The scores might also ignore the vastly different geopolitical roles played by the United States and the other parliamentary democracies.  As I have argued in some of my work on global stability, the United States has taken upon itself to provide the public goods of security and free trade.  Maintaining the military forces that stopped fascism and communism and now currently maintain peace among the great powers comes at a cost to the United States.  Keeping open the sea and air lanes of global commerce and even reducing its own barriers to enhance international trade also comes at a cost.  The parliamentary democracies of Europe, East Asia, and Latin America all benefit from the U.S.’s security and free trade areas without having to contribute much, if anything, to the expenses.  Their savings may well allow them to afford higher levels of liberty while the United States may have to accept a marginally lower level to guarantee it.  Libertarians, again, should prefer this world to the alternative.

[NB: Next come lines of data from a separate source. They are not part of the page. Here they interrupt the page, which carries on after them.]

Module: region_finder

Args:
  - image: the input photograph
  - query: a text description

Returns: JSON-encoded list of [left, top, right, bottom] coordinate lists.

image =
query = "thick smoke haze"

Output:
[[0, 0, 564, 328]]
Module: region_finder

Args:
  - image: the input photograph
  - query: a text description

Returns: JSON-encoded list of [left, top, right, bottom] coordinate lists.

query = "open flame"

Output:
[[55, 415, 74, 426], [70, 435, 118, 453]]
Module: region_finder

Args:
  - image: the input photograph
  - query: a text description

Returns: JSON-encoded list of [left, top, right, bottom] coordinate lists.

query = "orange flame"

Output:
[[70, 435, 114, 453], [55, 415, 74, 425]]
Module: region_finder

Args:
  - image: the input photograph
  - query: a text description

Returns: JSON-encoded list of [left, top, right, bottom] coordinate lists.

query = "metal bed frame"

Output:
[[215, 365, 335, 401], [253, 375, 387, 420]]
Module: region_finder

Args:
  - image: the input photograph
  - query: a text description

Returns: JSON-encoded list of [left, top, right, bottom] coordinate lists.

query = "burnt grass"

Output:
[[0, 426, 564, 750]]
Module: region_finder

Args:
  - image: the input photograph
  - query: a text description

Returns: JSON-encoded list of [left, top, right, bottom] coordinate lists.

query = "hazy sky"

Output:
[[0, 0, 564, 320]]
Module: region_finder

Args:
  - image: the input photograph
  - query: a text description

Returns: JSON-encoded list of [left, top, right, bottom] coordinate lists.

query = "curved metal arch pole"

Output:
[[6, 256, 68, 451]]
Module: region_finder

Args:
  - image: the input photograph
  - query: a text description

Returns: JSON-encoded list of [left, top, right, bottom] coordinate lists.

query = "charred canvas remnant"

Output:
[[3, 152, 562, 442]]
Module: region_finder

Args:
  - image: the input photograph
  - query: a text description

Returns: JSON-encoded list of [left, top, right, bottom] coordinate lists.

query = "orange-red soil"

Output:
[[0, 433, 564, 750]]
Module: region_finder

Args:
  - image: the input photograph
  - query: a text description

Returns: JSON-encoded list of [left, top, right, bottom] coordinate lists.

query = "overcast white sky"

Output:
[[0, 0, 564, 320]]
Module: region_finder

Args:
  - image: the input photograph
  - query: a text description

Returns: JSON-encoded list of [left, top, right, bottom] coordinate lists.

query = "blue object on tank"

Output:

This is not to say that a presidential system of constitutional government will work for everyone, everywhere.  As those familiar with the literature on political development know, Buckley is surely correct in describing the fate of presidential systems in Latin America and Asia.  Presidencies there can lend themselves to authoritarianism because of the dynamic that Buckley describes: the separation of power can induce government paralysis when immediate economic and social reform is needed; the people demand change, and executives take advantage of the instability to seize power.  These presidents then have something like popular legitimacy behind them, at least at first, before they turn their rule into a dictatorship – a sort of fall of the Roman Republic for the twenty-first century.

But, as Buckley reminds us in the title to his essay, America is Exceptional.  For all of its good or ills when transplanted abroad, the presidential system has never produced this cycle of instability and authoritarianism in the United States.  This record should not convince us to abandon the American Presidency, whatever the disagreements are that we may have with a current office-holder.  Both conservatives and libertarians should view any proposals for radical reform in government with a jaundiced eye.  Rather, we should ask what is the exceptional in America that has allowed a system to succeed here that fails elsewhere.